Возможно, он и обречен, сказал он, но я – нет, а раз уж я, судя по всему, останусь его единственным ребенком, он не станет праздно наблюдать, как мать пытается заморить меня голодом. Я немедленно, завтра, отправлюсь в пансион, как только он все устроит.
Дверь открылась так внезапно, что нам с миссис Хаффман пришлось прижаться к стене, чтобы не столкнуться с моей матерью, промчавшейся мимо с красным перекошенным лицом. В руках она сжимала платок.
Отец появился через долю секунды, глаза у него были выкачены, лоб блестел. Увидев меня, он остановился, и на жуткое мгновение мне показалось, что он сейчас меня ударит.
Он повернулся к миссис Хаффман.
– Уложите вещи Мэдилейн. Все, – сказал он, потом развернулся на каблуках и проследовал в свой кабинет.
Когда он захлопнул дверь, где-то наверху захлопнулась другая, с еще большей силой.
Мы с миссис Хаффман осторожно заглянули в гостиную.
Она походила на поле боя. Все вазы были разбиты, рамки с фотографиями тоже. Антикварный столик лежал на боку, у него недоставало ножки, но самое поразительное – были опрокинуты большие стоячие часы, их футляр треснул, вокруг лежали щепки, осколки стекла, пружины, катушки и винтики.

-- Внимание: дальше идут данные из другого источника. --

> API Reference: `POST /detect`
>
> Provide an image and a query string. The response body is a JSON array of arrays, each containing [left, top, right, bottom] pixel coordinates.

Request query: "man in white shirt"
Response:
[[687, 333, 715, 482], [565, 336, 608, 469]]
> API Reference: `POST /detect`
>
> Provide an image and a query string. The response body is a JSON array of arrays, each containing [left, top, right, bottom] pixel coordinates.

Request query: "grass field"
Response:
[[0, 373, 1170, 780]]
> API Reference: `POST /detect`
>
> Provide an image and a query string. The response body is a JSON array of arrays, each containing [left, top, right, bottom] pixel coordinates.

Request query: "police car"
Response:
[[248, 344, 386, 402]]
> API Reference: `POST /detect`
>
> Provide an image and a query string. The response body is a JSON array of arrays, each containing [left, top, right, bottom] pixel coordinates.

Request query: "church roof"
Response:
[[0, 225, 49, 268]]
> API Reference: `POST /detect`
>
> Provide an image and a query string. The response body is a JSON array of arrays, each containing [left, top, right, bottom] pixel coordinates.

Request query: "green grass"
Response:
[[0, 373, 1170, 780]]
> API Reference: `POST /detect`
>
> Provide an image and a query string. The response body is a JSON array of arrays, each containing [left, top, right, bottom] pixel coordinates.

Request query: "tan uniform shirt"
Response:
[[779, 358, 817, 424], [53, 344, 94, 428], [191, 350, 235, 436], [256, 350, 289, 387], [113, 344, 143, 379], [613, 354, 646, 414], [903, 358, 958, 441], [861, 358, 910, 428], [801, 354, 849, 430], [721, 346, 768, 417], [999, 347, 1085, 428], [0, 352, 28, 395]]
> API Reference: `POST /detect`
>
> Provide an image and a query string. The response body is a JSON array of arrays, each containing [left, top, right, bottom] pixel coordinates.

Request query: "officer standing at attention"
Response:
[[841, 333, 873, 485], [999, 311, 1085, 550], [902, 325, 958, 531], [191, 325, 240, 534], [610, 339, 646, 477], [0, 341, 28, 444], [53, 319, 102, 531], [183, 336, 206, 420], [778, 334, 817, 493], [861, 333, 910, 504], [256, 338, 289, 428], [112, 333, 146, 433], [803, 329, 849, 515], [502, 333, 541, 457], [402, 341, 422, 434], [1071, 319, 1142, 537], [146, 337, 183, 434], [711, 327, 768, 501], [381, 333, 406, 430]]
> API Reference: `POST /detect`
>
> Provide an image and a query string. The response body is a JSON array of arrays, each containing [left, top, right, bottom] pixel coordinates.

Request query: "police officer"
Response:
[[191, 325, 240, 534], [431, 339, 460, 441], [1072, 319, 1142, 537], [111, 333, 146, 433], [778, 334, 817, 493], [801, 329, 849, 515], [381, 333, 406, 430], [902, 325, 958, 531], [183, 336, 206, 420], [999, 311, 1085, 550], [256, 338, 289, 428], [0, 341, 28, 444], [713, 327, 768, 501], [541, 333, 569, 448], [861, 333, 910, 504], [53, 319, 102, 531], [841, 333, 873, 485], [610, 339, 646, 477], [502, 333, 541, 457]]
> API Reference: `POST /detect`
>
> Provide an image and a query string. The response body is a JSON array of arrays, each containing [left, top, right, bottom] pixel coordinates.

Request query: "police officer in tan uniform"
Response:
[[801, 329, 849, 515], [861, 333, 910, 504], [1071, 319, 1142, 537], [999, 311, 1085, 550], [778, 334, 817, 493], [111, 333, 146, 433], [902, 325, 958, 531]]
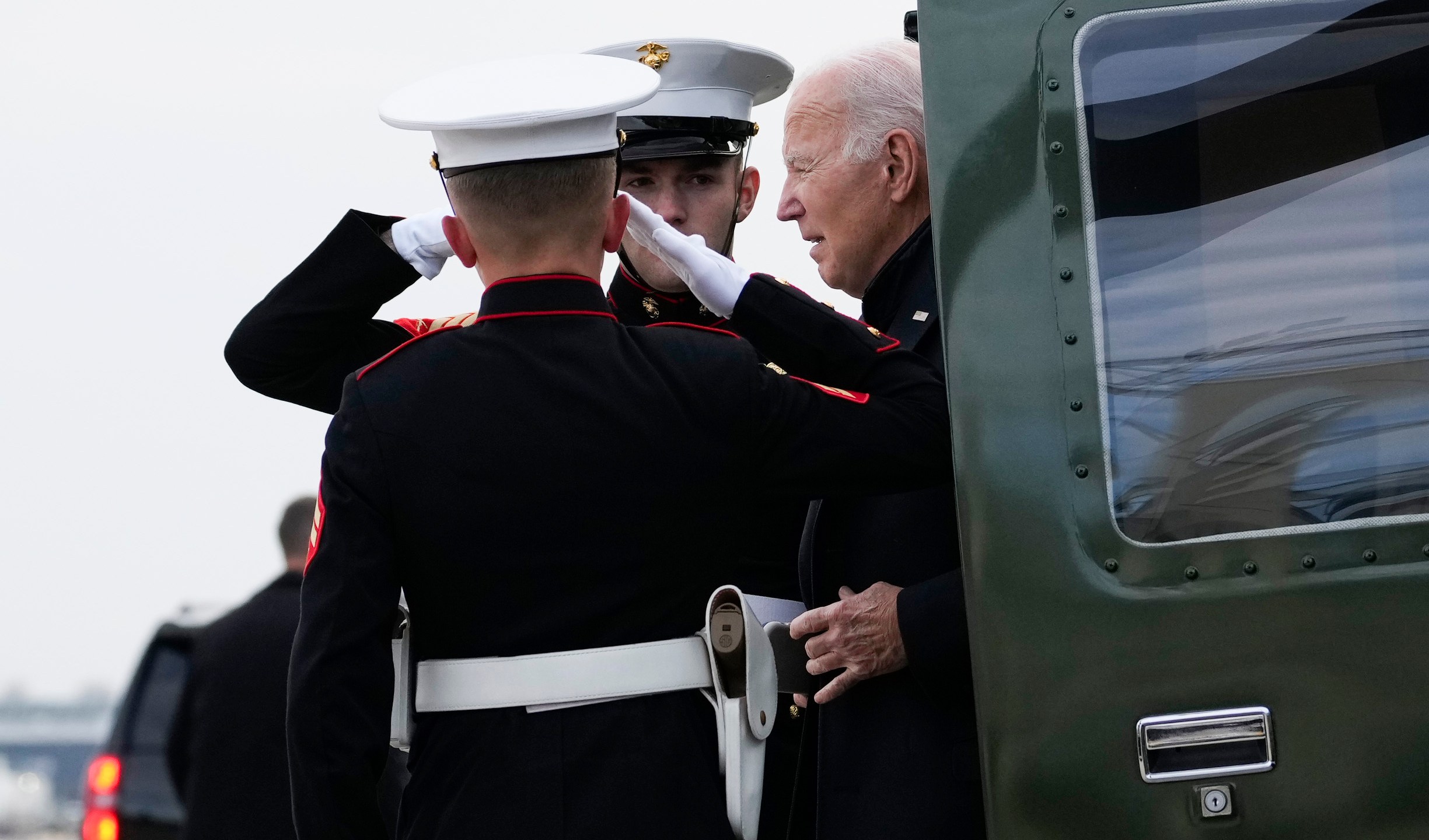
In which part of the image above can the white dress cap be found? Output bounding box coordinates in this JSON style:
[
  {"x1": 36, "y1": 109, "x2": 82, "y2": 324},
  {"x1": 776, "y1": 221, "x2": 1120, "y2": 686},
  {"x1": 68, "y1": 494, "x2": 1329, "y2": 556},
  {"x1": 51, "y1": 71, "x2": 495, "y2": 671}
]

Пока я осматривала разрушения, во мне росло неизмеримое волнение, больше всего, из того, что мне довелось пережить, похожее на восторг. Если никто ничего не уладит, я и в самом деле могу выбраться отсюда, возможно, даже сохранив нос и лобные доли мозга в неприкосновенности. Я впервые решила не подниматься к матери и молилась – на самом деле молилась, – чтобы ни один из родителей не уступил.
Я выбралась. Четыре дня спустя. Но прежде нашла мать под холодной водой в ванне. Ее волосы всплыли вокруг нее, как у Офелии, а возле ее переброшенной через край ванны руки лежал пустой пузырек таблеток от нервов.